Big Ten mailbags are like money -- you can never have enough. So Adam and Brian have handed the reins over to me today to answer your questions.
This is my first Big Ten mailbag, but don't go easy on me. Let's get this started.
— Jackie Ordan (@RealJackieO) July 30, 2014
Josh Moyer: Good question, Jackie. It's a bit of a complicated issue, so let's kind of take it step by step here. First of all, there are two types of insurances built around players who are normally projected to go within the first three rounds: Loss-of-value insurance in case an injury -- maybe a torn ACL, for example -- causes a player to drop in the NFL draft, and then there's insurance that only covers a player in case he suffers a career-ending injury. Both insurances have really become common, and the NCAA's actually allowed this for about 25 years. The NCAA will even extend loans to players who want the insurance -- it's part of the Exceptional Student-Athlete Disability Insurance Program, which helps out about 60 to 80 football players a year -- but, of course, there's a catch. The NCAA will only grant loans to players who want the career-ending insurance. Want the loss-of-value policy? Too bad. You'll have to get that yourself, and that'll cost five-figures.

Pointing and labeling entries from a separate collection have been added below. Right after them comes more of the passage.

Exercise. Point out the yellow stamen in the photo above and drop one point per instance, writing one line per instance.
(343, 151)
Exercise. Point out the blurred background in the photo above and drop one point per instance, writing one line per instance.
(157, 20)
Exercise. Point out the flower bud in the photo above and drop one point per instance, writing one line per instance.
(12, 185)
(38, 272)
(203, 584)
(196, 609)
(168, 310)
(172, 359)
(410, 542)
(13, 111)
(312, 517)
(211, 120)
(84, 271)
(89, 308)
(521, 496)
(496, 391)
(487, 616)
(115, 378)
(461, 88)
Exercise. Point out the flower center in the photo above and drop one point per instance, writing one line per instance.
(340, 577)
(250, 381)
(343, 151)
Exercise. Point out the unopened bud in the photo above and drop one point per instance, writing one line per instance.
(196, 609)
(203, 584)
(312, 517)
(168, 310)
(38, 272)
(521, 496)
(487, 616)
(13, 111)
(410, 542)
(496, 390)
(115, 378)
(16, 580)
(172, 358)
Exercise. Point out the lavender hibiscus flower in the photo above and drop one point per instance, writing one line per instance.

Melvin Gordon wanted both policies, and they cost about $28,000, according to this article by Wisconsin State Journal's Tom Oates. That kind of money might be easy to come by for Johnny Football's family -- but not for most others. So Wisconsin paid for the policies out of the Student Opportunity Fund, and I applaud the move. I spoke to Wisconsin SID Brian Lucas this afternoon, and he acknowledged it's pretty rare for a university to pay for the insurance. (It is a first for Wisconsin, although Texas A&M has also done it.) But it's obviously within the rules. If anything, I think the NCAA should start offering and extending loans to cover both insurances. I can't see a good reason why it's not already doing that.
As for Gordon, maybe some critics might say this was an incentive for him to stay at Wisconsin another year -- even if Gordon disagrees with that assertion. Quite frankly, I don't care either way. With all the issues in the NCAA, there are worse problems than giving talented players an incentive to stay in school and finish their degrees.

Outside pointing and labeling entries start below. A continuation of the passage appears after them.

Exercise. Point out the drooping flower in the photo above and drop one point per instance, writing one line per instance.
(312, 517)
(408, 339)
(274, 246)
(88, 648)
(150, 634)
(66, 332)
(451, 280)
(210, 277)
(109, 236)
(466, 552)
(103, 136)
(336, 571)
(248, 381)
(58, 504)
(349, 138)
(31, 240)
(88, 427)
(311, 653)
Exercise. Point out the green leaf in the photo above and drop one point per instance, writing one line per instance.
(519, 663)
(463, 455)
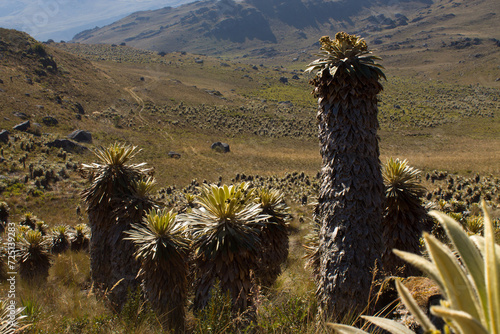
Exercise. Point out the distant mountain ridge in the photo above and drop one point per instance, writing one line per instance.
(62, 19)
(224, 22)
(430, 33)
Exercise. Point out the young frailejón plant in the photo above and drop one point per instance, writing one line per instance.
(405, 218)
(111, 181)
(226, 236)
(351, 196)
(34, 256)
(162, 247)
(80, 238)
(9, 318)
(60, 239)
(130, 209)
(470, 284)
(273, 234)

@ESPN_BigTen who wins in a boxing match between Scherff and Carl Davis?
— Logan Wiegmann (@loganwiegmann) July 30, 2014
Josh Moyer: Oh, come on. What kind of question is that? Of course, with that monstrous strength, it would be Brandon Scherff -- but I'll say he wins in a split decision. All joking aside, though, I spoke to both Iowa players Tuesday at Big Ten media days, and I posed a question about who'd win in a one-on-one battle -- but on the gridiron, not in the boxing ring. Since Scherff's on the outside at offensive tackle and Carl Davis is inside at defensive tackle, they haven't gone at it since they were freshmen. But Davis dug into the hypothetical. Here's what he told me: "I'd definitely give it to Scherff as a player right now. He's a great player. The stuff he does, he's really matured as a player in his development. He's strong as a house. ... He's the better player."

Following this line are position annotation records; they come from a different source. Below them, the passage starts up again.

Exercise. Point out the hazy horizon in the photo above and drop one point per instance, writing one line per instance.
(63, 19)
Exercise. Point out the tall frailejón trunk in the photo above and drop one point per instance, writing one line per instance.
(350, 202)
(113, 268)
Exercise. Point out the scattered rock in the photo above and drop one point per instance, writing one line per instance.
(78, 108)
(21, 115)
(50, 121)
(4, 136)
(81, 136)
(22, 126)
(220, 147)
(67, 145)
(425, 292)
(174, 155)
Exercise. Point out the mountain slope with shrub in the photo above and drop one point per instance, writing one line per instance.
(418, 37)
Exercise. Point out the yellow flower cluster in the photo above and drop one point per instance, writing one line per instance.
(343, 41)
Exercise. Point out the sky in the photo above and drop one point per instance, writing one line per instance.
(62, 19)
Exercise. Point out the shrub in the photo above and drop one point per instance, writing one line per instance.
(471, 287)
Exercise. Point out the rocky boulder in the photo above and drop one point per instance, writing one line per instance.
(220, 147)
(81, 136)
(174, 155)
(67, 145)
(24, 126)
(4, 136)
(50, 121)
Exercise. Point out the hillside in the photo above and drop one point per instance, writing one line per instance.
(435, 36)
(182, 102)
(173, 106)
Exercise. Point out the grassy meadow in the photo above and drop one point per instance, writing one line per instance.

So, quite frankly, if Scherff is a good enough pick for Davis, then it's good enough for me.
Brian from Altoona, Pennsylvania, writes: Penn State's pick for a new AD doesn't make any sense. Why would they go after her with her academic record? Am I missing something or is Penn State crazy?
Josh Moyer: There's no doubt about it -- picking former Cal AD Sandy Barbour was definitely a bit of a head-scratcher. Northwestern's Jim Phillips would've been the slam-dunk hire if PSU could've pried him away, while Barbour's kind of the unexpected consolation prize. She ended her career as Cal AD at a low point after the football team finished with the worst graduation rate (44 percent) among the nation's 72 major programs. Cal! As in Cal-Berkeley! It's a great school, so those numbers were not acceptable.
Penn State president Eric Barron blamed those numbers on Cal's budget crisis. And he's not necessarily wrong, as that definitely contributed to it all. But Barbour waited too long to address the issue. On the positive side, Penn State should be an "easier" school to oversee since fundraising should be a little easier between the football team's past tradition and success. And, keep in mind, most people didn't like the Bill O'Brien hire, either, when it was first announced.
All that being said, if I were in Barbour's position, I think it'd be smart if her first act as AD was to invest money into something academic-related -- whether it's a new studying lounge, more tutors, whatever. Academics are her biggest criticism right now, and she could help shift the conversation with a move that benefits education. Plus, even if the move might put PSU in the red a bit, how many people have actually ever said, "Gee, I wish we didn't invest as much in academics."? Seems like a win-win move to me. She starts Aug. 18 -- so we'll see how it goes.